Gott will unbedingt mit mir zu tun haben. Dass es mich gibt, dass ich an einem konkreten Platz in dieser Welt stehe, an einem bestimmten Ort geboren bin, Menschen begegne, mit ihnen das Leben teile, dass ich Werte in mir trage, Sinn entdecken und Glauben leben will, ist Gottes Geschenk an mich. Er will „mein“ werden. Er will sich mir schenken. Er verknüpft sich mit meiner Persönlichkeit und meiner Lebensgeschichte. Ja, Gott hat sich in mich, in uns Menschen verschaut, er hat uns lieb gewonnen. Immer neu „bandelt“ er mit uns an. 

Diese seine Liebe hört nie auf, nicht einmal mit dem Sterben ist sie zu Ende. Vielmehr werden wir sie dann sogar noch deutlicher erfahren und verstehen. Dass das so ist, mag uns an diesem Abend/in dieser Nacht, in der uns liebe Menschen so sehr fehlen, wo wir unsere Verstorbenen noch viel mehr zu uns wünschen, als im Alltag des Lebens, ein wenig trösten.

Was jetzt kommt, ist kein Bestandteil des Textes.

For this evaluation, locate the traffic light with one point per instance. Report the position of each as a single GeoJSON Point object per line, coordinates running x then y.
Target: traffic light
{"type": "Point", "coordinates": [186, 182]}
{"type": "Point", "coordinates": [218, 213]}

Die dritte Strophe ist für mich die schönste: 

„Ich lag in tiefster Todesnacht, du warest meine Sonne.
Die Sonne, die mir zugebracht Licht, Leben, Freud und Wonne.
O Sonne, die das werte Licht des Glaubens in mir zugericht,
wie schön sind deine Strahlen!“  

Wir kennen alle Schatten in unserem Leben: Ängste, Krankheit und Lei¬den, Scheitern, Sinnlosigkeit, Getrieben-sein, das Sterben-müssen, das eigene Loslassen in unterschiedlichsten Situationen. Wir wissen auch, wie tröstlich in solcher Situation die Strahlen der Hoffnung und des Glaubens sein können, wie Zukunft verleihend Ostern, der Glaube an die Auferstehung des Herrn und an den Anteil an seinem Ostersieg, den er uns schenkt, wirken können. Für all dies gilt: Der Retter ist da. Sein Licht strahlt in die Dunkelheit meines Lebens hinein.

So wünschen und erbitten wir uns heute gegenseitig, dass die vierte Strophe des Liedes für uns Wirklichkeit wird, dass wir uns von Gottes unfasslicher Liebe ergreifen lassen, über seine Zuneigung zu uns staunen, und deshalb vielleicht mit Tränen in den Augen singen oder denken oder uns wünschen: 

„Ich sehe dich mit Freuden an und kann mich nicht satt sehen;
und weil ich nun nichts weiter kann, bleib ich anbetend stehen.
O dass mein Sinn ein Abgrund wär und meine Seel ein weites Meer,
dass ich dich möchte fassen!“

Uns allen schenkt sich Gott - in dieser Nacht, jeden Tag, durch die Liebe von Menschen. Und er will sich durch meine und deine Liebe in dieser Welt spüren lassen.

Ich wünsche Ihnen und mir solch überwältigende und bereichernde Erfahrung - mitten in der konkreten Situation unseres Lebens: Ich bin geliebt. Amen.